United States District Court Judge Colleen McMahon ruled on Wednesday that the United States Justice Department does not have a legal obligation to explain its rationale behind killing American citizens in targeted drone strikes.
The ACLU and the New York Times both filed a lawsuit because they were refused documents about targeted killings by the Obama administration under the Freedom of Information Act.
“There are indeed legitimate reasons, historical and legal, to question the legality of killings unilaterally authorized by the Executive that take place otherwise than on a ‘hot’ field of battle,” McMahon wrote in a 75-page ruling.
“The Alice-in-Wonderland nature of this pronouncement is not lost on me;” she continued, “but after careful consideration, I find myself stuck in a paradoxical situation in which I cannot solve a problem because of contradictory constraints and rules — a veritable Catch-22,” she writes. “I can find no way around the thicket of laws and precedents that effectively allow the Executive Branch of our Government to proclaim as perfectly lawful certain actions that seem on their face incompatible with our Constitution and laws, while keeping the reason for their conclusion a secret.”
In her ruling the judge cites speeches from both Barack Obama and Attorney General Eric Holder, in which they discuss the al-Awlaki killings vaguely, but attempt to excuse their behavior with secret explanations.
McMahon quotes Mr. Holder as saying during a March 2012 address at Chicago’s Northwestern University, “The Constitution’s guarantee of due process is ironclad, and it is essential — but, as a recent court decision makes clear, it does not require judicial approval before the President may use force abroad against a senior operational leader of a foreign terrorist organization with which the United States is at war — even if that individual happens to be a US citizen.”
“Holder did not identify which recent court decisions so held,” the judge replies, “Nor did he explain exactly what process was given to the victims of targeted killings at locations far from ‘hot’ battlefields…”

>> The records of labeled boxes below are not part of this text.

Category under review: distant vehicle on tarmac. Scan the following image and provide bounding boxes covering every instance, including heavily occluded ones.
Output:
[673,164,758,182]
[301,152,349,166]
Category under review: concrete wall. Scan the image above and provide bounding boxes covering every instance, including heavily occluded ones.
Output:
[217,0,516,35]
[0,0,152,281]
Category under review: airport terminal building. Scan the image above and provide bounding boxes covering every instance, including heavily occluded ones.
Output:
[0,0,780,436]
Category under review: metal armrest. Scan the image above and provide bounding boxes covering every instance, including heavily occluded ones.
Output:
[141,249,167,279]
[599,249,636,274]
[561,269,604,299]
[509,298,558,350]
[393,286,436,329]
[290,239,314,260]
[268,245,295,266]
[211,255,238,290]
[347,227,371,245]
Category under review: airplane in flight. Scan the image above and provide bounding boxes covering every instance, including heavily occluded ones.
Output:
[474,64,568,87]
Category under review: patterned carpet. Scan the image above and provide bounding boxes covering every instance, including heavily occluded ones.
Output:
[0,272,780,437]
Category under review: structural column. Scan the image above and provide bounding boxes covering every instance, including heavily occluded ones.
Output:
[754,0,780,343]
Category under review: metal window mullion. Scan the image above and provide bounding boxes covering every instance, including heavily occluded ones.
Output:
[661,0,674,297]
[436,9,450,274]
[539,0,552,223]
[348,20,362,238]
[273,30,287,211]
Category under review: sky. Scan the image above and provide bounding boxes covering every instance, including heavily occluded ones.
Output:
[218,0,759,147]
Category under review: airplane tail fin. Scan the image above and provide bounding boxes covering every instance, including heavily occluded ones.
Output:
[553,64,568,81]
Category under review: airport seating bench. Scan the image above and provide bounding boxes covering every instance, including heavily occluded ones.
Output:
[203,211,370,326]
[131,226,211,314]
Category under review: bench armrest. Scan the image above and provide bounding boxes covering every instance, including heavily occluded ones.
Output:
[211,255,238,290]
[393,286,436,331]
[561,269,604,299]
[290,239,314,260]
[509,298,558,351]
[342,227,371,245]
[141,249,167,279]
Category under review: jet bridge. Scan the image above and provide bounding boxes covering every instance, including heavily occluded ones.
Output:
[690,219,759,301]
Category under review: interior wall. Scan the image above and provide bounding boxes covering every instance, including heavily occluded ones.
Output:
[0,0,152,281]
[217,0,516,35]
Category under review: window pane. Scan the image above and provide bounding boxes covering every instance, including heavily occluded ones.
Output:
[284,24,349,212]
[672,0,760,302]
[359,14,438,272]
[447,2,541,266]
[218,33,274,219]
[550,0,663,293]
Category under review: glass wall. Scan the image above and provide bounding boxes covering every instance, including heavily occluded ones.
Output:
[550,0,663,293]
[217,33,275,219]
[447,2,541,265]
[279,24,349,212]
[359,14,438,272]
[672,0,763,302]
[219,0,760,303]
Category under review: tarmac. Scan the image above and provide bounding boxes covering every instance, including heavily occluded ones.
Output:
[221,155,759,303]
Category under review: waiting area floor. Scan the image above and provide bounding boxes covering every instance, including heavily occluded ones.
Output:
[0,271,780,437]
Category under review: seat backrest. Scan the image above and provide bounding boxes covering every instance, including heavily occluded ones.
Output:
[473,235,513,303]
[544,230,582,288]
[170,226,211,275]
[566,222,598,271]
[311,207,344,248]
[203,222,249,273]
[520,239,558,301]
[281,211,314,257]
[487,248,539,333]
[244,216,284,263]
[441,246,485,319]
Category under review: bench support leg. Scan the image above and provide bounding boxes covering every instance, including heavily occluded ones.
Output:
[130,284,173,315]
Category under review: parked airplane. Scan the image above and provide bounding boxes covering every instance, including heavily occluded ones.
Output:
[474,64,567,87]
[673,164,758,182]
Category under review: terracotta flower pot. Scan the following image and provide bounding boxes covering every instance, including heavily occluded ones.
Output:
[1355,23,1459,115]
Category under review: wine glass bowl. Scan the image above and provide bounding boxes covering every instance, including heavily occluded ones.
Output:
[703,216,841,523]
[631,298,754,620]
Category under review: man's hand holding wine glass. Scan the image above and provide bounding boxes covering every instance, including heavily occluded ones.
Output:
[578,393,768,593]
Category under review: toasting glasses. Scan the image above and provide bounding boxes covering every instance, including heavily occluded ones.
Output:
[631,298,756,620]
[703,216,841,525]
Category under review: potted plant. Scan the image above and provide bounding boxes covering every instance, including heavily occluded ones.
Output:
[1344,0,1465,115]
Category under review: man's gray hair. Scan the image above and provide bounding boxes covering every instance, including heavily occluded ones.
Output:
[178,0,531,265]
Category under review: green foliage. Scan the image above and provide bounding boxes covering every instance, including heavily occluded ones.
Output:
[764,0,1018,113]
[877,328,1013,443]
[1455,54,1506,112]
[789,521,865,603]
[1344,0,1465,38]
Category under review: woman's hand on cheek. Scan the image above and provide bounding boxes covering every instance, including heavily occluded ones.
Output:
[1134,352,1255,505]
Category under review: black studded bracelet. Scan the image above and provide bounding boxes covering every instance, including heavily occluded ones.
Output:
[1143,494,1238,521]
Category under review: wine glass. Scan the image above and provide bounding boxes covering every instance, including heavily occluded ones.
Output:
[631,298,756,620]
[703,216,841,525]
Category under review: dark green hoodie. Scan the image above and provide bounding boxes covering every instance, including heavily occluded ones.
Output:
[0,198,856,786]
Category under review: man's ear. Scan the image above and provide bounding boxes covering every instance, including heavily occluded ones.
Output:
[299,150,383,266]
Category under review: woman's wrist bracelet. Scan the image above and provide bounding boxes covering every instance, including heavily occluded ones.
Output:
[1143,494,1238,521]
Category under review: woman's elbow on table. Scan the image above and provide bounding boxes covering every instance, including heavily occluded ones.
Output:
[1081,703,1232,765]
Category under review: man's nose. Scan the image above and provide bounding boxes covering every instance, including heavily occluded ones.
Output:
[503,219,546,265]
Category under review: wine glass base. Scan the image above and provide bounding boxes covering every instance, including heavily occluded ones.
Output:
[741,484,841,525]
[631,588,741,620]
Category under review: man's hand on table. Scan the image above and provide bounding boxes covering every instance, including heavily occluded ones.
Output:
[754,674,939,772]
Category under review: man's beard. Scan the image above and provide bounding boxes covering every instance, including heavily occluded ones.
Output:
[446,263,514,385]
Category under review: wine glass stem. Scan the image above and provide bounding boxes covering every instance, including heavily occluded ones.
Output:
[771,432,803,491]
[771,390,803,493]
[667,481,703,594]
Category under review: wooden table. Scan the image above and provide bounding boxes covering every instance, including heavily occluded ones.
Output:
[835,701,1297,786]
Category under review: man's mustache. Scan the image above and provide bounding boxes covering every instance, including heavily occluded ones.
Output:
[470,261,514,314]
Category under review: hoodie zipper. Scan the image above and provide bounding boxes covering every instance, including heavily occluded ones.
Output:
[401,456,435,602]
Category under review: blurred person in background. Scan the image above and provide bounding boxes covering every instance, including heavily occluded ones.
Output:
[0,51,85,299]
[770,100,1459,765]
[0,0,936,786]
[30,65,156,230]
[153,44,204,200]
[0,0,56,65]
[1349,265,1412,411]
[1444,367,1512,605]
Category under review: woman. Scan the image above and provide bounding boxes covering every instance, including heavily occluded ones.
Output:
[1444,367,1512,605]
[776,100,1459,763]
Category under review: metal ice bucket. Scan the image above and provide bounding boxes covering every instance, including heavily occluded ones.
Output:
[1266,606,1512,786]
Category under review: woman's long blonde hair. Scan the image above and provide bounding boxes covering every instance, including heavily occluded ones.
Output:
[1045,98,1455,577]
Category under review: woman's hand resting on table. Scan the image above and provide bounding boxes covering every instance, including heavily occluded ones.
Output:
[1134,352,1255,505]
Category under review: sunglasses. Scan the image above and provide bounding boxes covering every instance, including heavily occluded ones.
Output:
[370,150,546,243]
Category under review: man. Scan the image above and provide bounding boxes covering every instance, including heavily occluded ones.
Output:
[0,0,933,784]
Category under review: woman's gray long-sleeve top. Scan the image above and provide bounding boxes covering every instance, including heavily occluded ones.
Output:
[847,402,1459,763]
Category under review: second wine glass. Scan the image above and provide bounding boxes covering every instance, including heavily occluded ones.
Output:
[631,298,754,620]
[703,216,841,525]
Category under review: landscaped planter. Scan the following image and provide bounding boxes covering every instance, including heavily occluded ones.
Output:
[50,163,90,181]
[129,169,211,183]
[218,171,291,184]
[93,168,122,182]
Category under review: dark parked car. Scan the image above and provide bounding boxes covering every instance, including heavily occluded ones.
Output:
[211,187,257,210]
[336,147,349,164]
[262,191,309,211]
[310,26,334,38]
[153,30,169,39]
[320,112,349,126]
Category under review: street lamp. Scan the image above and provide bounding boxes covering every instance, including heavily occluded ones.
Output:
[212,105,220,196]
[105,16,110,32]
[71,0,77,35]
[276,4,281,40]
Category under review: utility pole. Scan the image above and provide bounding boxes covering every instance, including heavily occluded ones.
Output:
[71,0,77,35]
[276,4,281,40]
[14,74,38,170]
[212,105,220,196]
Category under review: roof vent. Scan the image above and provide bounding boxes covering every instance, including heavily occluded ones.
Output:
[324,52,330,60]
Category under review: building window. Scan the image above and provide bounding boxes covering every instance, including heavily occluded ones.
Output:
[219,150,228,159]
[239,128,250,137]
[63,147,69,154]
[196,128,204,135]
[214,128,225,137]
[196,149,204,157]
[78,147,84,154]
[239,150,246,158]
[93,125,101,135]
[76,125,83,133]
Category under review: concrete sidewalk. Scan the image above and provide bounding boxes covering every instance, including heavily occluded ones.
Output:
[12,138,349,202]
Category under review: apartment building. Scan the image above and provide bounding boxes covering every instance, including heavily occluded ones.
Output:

Though McMahon is clearly troubled by what she is ruling on in favor of the Obama administration, she points out, “As they gathered to draft a Constitution for their newly liberated country, the Founders — fresh from a war of independence from the rule of a King they styled a tyrant — were fearful of concentrating power in the hands of any single person or institution, and most particular in the executive.”
“More fulsome disclosure” of the administration’s legal reasoning “would allow for intelligent discussion and assessment of a tactic that (like torture before it) remains hotly debated,” McMahon wrote. “It might also help the public understand the scope of the ill-defined yet vast and seemingly ever-growing exercise in well over a decade, at great cost in lives, treasure and (at least in the minds of some) personal liberty.”
“However, this Court is constrained by law,” she wrote, and the government “cannot be compelled . . . to explain in detail the reasons why its actions do not violate the constitution and laws of the United States.”
American Civil Liberties Union Deputy Legal Director Jameel Jaffer issued a statement condemning the White House for their practice:
“This ruling denies the public access to crucial information about the government’s extrajudicial killing of US citizens and also effectively green-lights its practice of making selective and self-serving disclosures. As the judge acknowledges, the targeted killing program raises profound questions about the appropriate limits on government power in our constitutional democracy. The public has a right to know more about the circumstances in which the government believes it can lawfully kill people, including US citizens, who are far from any battlefield and have never been charged with a crime.”
The ACLU plans to appeal the judge’s decision as the Obama administration claims that the case should be dismissed.
Assistant General Counsel for the Times,David McCraw, issued a statement:
“We began this litigation because we believed our readers deserved to know more about the U.S. government’s legal position on the use of targeted killings against persons having ties to terrorism, including U.S. citizens. Judge McMahon’s decision speaks eloquently and at length to the serious legal questions raised by the targeted-killing program and to why in a democracy the government should be addressing those questions openly and fully.”
People in America are up in arms over a school shooting that took the lives of 20 children and 6 adults, but seeing as many are not as outraged at the millions that are ripped limb from limb from the womb by a paid hit man with a PhD who was given permission by the mother of the victim for a measly $200 for the murder, I guess I should not be surprised when people don’t care about the hundreds of children the Obama administration has murdered overseas, including American citizens, who have done nothing wrong.
While I’m not much for either the ACLU or the New York Times, I do think this is a serious matter in which the federal government assassinates American citizens and then denies information as to why or how they are coming to a conclusion about such assassinations, especially in light of the Sixth Amendment. In addition, it is even more disturbing that current representatives find this behavior to be “Constitutional.”